At one point I slipped into our bedroom and our oldest daughter followed. She made herself at home at the desk in our room, pulled out a pen and paper and began to draw. I don’t remember why I went into the bedroom, but after a few moments I was headed out on to what was next.

As I passed by our daughter sitting at the desk, I leaned down to kiss her on the head before walking through the bedroom door when she said with earnest, “Daddy, wait! Don’t leave! I don’t wanna be alone!” I replied back saying that she didn’t have to stay and she could go where I was going. She quickly gathered her things off the desk and trailed behind me out the door.

As we walked out of the room together I was struck by the thought of how loneliness is the prevailing fear for so many people. We were created to be in relationship. We were made for authentic connection, but in a society that values individualistic self actualization, loneliness is an epidemic that’s running wild.

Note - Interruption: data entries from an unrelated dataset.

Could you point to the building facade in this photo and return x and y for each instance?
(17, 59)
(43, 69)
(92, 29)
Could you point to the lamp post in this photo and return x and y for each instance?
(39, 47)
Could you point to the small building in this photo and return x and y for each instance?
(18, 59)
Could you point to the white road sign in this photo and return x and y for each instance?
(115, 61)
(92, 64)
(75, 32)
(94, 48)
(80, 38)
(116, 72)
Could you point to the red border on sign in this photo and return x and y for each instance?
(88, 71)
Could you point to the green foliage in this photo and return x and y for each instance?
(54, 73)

We live in a time when connecting with others has never been easier. In fact, between tweets, Facebook posts, Instagram pictures and blog comments, the majority of people in our society are always connected, all the time. Between our mobile devices and social networks, getting in touch with anyone anywhere in the world at any given time is as simple as swiping your finger across a screen. The irony is, even with all of these opportunities to connect, people find themselves isolated and alone.

But I wonder if in part, even though were afraid of being alone, we’re equally afraid of being in true relationship. Relationships are hard and messy. They’re complex and require deep commitment. They demand significant investment and they don’t come with a guarantee.

Among other things, true relationships and authentic connection require three things.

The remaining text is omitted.